Autrefois tas stériles, "mini-montagnes" nées de la main de l'homme lors des activités minières et métallurgiques, les terrils présentent aujourd'hui une richesse insoupçonnée. Des trésors naturels, une biodiversité très riche et très particulière, une faune et une flore implantées de façon surprenante sur ces terres de schiste, de charbon ou encore de métaux lourds. Ils sont devenus un petit paradis pour certaines espèces de plantes, fleurs et insectes.
Nous nous sommes rendus sur deux terrils très différents, le Gosson à Saint-Nicolas et l'Île aux Corsaires à Chênée, deux véritables îlots de nature en pleine agglomération urbaine.
Le terril du Gosson
Comme une anomalie naturelle de près de 40 hectares, au coeur d'un milieu urbain. A cheval sur les communes de Seraing et Saint-Nicolas, le terril du Gosson, autrefois site minier et terre stérile, abrite aujourd'hui une végétation dense. Fin des années 60, avec le déclin des charbonnages, les activités cessent. Les exploitants réensemencent alors le terril. Depuis, la nature a repris tous ses droits, comme l'explique Dominique Bangels, conservateur de la réserve naturelle Terril du Gosson "Elle a tellement bien repris ses droits que c'est devenu une réserve naturelle. On peut observer plus de 200 espèces différentes de végétaux et presque tout autant d'insectes tellement l'endroit est riche en biodiversité".
Un sol noir, fait de charbon et de schiste, d'où est très vite sortie l'oseille à écusson, l'une des premières plantes à s'être accommodée de cette terre acide.

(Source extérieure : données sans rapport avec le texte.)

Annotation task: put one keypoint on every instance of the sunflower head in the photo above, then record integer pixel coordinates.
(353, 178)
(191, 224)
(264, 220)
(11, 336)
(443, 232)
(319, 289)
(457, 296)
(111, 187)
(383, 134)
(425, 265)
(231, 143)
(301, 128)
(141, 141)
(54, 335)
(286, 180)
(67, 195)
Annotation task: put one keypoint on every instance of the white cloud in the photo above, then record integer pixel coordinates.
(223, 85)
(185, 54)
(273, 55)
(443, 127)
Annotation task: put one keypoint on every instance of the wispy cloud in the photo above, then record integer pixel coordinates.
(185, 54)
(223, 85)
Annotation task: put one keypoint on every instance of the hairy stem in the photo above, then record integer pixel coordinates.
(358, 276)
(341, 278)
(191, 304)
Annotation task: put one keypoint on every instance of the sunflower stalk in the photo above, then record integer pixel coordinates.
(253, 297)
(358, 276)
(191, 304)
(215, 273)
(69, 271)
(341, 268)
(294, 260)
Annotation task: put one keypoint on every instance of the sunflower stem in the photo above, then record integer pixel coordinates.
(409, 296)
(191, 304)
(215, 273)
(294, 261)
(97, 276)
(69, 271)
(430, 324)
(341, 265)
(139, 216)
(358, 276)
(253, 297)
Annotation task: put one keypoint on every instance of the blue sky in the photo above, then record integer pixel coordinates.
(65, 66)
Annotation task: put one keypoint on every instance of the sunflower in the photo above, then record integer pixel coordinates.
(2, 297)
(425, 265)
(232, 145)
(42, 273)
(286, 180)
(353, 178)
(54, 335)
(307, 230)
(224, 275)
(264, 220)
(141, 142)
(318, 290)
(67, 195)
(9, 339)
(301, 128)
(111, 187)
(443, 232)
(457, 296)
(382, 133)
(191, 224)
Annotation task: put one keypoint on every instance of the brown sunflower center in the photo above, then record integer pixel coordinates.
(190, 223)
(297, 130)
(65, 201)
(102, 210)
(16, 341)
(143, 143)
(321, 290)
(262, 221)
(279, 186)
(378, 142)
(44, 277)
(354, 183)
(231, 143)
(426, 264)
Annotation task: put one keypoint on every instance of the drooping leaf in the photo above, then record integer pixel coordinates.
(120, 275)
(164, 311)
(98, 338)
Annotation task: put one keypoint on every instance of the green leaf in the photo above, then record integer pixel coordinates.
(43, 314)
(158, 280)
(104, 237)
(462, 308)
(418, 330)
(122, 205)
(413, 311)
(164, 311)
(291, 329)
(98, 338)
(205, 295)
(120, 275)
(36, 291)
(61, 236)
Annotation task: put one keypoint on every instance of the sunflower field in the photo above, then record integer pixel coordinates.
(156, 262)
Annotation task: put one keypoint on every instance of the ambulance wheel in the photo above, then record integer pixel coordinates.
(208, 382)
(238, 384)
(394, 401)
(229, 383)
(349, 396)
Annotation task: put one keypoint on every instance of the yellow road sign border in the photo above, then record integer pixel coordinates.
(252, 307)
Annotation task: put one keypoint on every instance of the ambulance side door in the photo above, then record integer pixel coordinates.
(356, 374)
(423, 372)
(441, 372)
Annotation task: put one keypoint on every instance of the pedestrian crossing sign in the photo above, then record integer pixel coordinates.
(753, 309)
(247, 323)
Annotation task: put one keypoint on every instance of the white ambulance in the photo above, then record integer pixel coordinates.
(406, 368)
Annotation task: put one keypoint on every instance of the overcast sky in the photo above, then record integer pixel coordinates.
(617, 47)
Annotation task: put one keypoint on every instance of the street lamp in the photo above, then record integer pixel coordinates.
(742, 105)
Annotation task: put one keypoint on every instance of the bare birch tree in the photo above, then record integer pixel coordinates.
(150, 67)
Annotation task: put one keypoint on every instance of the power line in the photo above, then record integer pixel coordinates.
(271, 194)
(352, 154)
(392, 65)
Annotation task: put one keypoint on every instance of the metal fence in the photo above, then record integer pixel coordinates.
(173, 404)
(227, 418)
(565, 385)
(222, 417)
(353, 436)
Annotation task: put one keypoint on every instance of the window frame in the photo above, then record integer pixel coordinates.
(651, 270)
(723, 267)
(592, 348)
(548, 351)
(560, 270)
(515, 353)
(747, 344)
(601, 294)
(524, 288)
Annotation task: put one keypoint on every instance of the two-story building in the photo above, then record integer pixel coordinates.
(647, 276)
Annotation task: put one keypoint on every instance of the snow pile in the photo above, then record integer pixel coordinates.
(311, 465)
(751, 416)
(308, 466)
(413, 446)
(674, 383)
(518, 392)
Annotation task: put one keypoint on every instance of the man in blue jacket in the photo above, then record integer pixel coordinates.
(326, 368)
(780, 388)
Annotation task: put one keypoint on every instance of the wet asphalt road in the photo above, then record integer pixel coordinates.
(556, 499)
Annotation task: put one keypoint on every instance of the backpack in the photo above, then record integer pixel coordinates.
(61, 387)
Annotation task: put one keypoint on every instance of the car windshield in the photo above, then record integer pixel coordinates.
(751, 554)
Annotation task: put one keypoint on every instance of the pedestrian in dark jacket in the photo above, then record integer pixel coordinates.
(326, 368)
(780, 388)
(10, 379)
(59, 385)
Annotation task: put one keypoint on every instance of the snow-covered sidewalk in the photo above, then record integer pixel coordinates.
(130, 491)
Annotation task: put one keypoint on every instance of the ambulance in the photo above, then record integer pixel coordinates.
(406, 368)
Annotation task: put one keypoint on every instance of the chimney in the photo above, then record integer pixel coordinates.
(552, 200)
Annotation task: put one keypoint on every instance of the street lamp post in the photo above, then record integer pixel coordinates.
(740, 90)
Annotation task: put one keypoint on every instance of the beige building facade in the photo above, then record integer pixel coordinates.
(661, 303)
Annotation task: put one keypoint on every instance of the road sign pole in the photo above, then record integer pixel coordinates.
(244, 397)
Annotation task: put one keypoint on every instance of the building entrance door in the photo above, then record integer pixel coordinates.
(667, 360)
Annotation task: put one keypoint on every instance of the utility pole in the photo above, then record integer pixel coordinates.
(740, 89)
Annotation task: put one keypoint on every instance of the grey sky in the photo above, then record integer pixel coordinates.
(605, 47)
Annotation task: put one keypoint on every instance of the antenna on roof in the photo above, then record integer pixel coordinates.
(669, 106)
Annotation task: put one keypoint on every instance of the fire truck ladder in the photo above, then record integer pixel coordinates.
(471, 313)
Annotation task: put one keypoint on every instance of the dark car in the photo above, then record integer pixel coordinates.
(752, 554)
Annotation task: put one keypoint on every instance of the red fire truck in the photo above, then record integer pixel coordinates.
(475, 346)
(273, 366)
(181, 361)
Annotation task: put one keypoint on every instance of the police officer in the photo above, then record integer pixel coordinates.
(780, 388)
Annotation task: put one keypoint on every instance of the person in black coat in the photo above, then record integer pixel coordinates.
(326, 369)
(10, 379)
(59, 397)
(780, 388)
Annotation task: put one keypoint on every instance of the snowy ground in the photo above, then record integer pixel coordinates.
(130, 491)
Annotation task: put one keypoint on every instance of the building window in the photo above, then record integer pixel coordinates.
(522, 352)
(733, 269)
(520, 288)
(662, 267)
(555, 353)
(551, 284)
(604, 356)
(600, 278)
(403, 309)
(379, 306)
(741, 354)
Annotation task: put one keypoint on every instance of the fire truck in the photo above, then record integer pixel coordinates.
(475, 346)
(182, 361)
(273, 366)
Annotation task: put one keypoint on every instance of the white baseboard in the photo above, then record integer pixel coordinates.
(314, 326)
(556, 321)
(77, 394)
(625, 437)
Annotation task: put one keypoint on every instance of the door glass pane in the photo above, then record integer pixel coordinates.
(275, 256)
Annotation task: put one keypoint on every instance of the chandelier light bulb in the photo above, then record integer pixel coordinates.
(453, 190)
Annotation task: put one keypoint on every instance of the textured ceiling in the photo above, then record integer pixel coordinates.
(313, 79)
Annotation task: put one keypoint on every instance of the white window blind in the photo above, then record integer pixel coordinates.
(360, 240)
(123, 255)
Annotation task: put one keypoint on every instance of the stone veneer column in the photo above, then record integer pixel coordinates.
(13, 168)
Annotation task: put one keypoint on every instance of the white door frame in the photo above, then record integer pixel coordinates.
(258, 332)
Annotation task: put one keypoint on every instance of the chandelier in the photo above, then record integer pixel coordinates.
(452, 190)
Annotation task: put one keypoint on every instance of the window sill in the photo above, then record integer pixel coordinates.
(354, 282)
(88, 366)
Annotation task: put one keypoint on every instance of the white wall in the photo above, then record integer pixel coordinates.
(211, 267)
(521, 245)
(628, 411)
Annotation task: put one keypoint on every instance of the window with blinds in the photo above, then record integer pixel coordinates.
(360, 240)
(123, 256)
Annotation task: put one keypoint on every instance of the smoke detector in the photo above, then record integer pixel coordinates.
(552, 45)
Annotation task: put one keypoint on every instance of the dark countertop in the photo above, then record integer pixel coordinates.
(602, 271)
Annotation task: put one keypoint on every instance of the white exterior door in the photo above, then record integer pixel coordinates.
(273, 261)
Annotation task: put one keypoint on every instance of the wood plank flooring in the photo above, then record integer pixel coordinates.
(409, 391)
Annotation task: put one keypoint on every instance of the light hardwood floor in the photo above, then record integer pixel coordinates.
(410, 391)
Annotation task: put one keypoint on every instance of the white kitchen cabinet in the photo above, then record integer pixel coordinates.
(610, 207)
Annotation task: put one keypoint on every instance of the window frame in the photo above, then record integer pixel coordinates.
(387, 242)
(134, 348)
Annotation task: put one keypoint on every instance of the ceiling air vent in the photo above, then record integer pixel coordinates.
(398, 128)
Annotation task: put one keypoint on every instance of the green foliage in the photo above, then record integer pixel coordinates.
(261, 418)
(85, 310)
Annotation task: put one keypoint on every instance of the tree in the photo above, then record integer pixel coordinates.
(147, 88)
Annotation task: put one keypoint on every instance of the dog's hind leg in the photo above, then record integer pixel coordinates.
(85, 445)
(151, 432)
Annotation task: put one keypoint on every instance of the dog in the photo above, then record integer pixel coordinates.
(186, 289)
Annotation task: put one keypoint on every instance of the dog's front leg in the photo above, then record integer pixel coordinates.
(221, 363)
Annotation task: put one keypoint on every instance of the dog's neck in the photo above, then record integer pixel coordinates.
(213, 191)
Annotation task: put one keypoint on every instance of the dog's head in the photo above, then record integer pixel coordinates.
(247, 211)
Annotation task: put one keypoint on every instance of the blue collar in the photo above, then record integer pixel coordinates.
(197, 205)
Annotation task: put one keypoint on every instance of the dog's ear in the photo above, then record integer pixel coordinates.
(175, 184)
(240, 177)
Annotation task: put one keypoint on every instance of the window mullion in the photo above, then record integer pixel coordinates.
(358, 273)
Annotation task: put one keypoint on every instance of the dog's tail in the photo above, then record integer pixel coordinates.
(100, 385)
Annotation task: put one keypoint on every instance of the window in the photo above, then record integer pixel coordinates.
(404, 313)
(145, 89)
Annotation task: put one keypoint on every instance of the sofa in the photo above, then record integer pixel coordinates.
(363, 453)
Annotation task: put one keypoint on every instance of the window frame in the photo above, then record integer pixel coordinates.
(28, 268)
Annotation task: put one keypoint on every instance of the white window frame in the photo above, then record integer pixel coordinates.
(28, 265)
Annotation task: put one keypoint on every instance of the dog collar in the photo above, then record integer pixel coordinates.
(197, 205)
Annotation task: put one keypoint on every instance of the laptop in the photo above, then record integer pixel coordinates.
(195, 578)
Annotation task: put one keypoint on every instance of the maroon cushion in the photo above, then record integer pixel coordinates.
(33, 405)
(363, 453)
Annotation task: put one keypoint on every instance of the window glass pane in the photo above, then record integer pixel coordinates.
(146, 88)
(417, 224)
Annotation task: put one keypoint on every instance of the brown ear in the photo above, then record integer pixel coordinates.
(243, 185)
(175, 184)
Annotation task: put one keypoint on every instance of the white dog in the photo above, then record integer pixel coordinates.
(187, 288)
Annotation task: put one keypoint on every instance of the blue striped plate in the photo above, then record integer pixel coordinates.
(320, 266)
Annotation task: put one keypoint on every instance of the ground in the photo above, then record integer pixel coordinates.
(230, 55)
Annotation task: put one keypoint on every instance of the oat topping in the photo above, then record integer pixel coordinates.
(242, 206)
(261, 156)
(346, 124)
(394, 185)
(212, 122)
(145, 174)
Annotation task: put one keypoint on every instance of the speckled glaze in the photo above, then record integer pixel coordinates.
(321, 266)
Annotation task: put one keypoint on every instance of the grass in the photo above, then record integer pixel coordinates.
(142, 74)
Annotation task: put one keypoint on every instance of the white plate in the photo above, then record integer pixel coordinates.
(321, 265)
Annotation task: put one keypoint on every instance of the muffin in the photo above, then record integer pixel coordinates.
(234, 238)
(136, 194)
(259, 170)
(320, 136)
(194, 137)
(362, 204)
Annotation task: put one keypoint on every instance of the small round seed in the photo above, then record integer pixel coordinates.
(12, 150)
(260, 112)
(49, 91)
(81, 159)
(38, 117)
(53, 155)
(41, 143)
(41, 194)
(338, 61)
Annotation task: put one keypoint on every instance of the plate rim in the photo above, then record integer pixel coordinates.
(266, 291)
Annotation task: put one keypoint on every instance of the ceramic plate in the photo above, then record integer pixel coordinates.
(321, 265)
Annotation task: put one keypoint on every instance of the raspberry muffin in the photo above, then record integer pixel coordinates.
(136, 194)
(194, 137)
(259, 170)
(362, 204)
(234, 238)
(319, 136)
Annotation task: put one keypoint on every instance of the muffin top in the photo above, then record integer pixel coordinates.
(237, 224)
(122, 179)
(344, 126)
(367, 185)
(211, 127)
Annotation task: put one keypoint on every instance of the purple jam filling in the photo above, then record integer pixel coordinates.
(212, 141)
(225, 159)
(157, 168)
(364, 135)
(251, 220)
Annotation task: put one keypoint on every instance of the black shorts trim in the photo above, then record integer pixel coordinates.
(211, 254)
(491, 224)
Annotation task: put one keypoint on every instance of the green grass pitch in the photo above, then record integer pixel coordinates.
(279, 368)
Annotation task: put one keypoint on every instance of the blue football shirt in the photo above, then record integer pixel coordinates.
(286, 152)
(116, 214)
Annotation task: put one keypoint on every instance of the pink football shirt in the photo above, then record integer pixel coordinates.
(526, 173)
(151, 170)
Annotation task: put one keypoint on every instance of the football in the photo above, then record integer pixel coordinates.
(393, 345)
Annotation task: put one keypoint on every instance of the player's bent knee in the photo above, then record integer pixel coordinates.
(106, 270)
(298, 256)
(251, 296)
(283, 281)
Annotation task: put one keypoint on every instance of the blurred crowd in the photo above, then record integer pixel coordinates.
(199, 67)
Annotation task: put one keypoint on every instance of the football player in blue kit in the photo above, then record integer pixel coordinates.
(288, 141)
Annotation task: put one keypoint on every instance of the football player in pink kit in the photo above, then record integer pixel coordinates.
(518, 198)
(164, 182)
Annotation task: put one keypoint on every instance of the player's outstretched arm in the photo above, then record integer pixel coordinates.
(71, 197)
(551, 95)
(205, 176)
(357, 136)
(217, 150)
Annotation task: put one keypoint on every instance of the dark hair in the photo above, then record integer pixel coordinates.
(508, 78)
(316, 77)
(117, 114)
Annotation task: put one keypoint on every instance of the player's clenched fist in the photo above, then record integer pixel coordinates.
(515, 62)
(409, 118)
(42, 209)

La vulnéraire, avec ses fleurs jaunes, est une plante introduite par l'homme et qui porte ici à merveille, pour le plus grand plaisir de l'azuré frêle, ce petit papillon bleu et orange menacé en Wallonie.
Au sommet du terril, une prairie laissée en friche pour y garder une grande biodiversité. Mais une friche maîtrisée. D'où ce troupeau de moutons qui pâture sur une partie de la prairie. Une véritable colonisation végétale qui prendra fin dans plus d'un siècle avec l'apparition des hêtres, l'étape ultime pour atteindre l'équilibre naturel. Dominique Bangels nous explique que "le bouleau a fait son travail, c-à-d qu'il a créé une atmosphère forestière et maintenant, c'est le chêne qui va prendre le pas. D'ici une cinquantaine d'années, on aura une forêt recouverte entièrement de chênes. Et puis d'ici 100 ou 200 ans, si tout va bien, on devrait avoir des hêtres".
L'Île aux Corsaires
Une nature volontaire, contre toute attente, l'Île aux Corsaires en est l'illustration parfaite. Deux hectares de presqu'île, situés à Angleur, entre l'Ourthe et son canal, d'apparence plutôt inoffensifs et pourtant toxiques pour l'homme. Le sol est rempli de métaux lourds. Pascal Hauteclair, conservateur de la réserve naturelle "L'île aux Corsaires" Natagora nous précise "Ici, ce sont des scories, ce sont des déchets issus de l'industrie métallurgique de zinc, qui ont été entreposés sur le site, sous forme de crassier. C'est ce qui explique que le sol est particulièrement contaminé et pollué en métaux lourds".
Contaminé mais pas condamné. Depuis 1966 et l'arrêt de production de zinc par l'exploitant, le site renaît de ses cendres et est aujourd'hui recouvert d'une pelouse exceptionnelle: la pelouse calaminaire. S'y développent la pensée calaminaire, le gazon de l'olympe ou encore la silène, qui nourrit la coccinelle aux 24 points. Pour les préserver, les plantes invasives sont aussi supprimées.
Mais que son nom ne donne pas des idées de conquête. L'Île aux Corsaires est un site clôturé et ainsi protégé des nuisances humaines. "C'est un site qui est protégé à l'échelle européenne, c'est un site Natura 2000. Il est également en réserve naturelle géré par l'asbl Natagora, mais le propriétaire reste Umicore, anciennement l'entreprise La vieille montagne".
Grâce à cet accord avec l'entreprise propriétaire, Natagora peut donc veiller au redéploiement naturel du site et y guider un public averti à la découverte de ce véritable trésor biologique insoupçonné.